Vision should be tested and evaluated in a comprehensive fashion. Inspecting the iris for transillumination and the retina for findings compatible with albinism is useful, as is visual-acuity testing. In children with Hermansky-Pudlak syndrome, it is important to consider that impaired vision may affect their ability to learn. Therefore, educational and intellectual testing should be performed.

Patients with Hermansky-Pudlak syndrome should be evaluated by using pulmonary function tests. Forced vital capacity (FVC), forced expiratory volume (FEV), mean total lung capacity, mean vital capacity, and mean diffusing capacity of the lung for carbon monoxide decrease as interstitial lung disease progresses.

Some studies have reported that patients with albinism have a decreased bone density when compared with age-corrected control subjects, but the role of testing for bone density is unclear in Hermansky-Pudlak syndrome.

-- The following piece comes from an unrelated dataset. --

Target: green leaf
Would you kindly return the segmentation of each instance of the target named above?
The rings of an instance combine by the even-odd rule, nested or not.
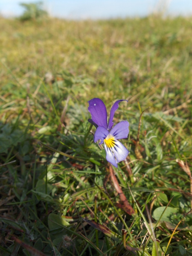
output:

Skin biopsy should be performed immediately on new skin lesions to evaluate for skin cancer.


Histologic Findings

Histologic and ultrastructural findings of non–sun-exposed skin showed melanocytes, with short dendritic processes and decreased numbers of melanosomes. Ultrastructural examination of platelets revealed greatly reduced numbers of delta granules. In adults, solar elastosis is usually present on sun-exposed skin.

Izquierdo et al [39] found that patients with HPS-1 have thicker foveae than normal controls, perhaps because of the absence of a foveal pit as part of the foveal hypoplasia associated with Hermansky-Pudlak syndrome. Conversely, persons with Hermansky-Pudlak syndrome have lower macular volumes compared with the general population, perhaps because of a loss of retinal nuclear layers in these patients.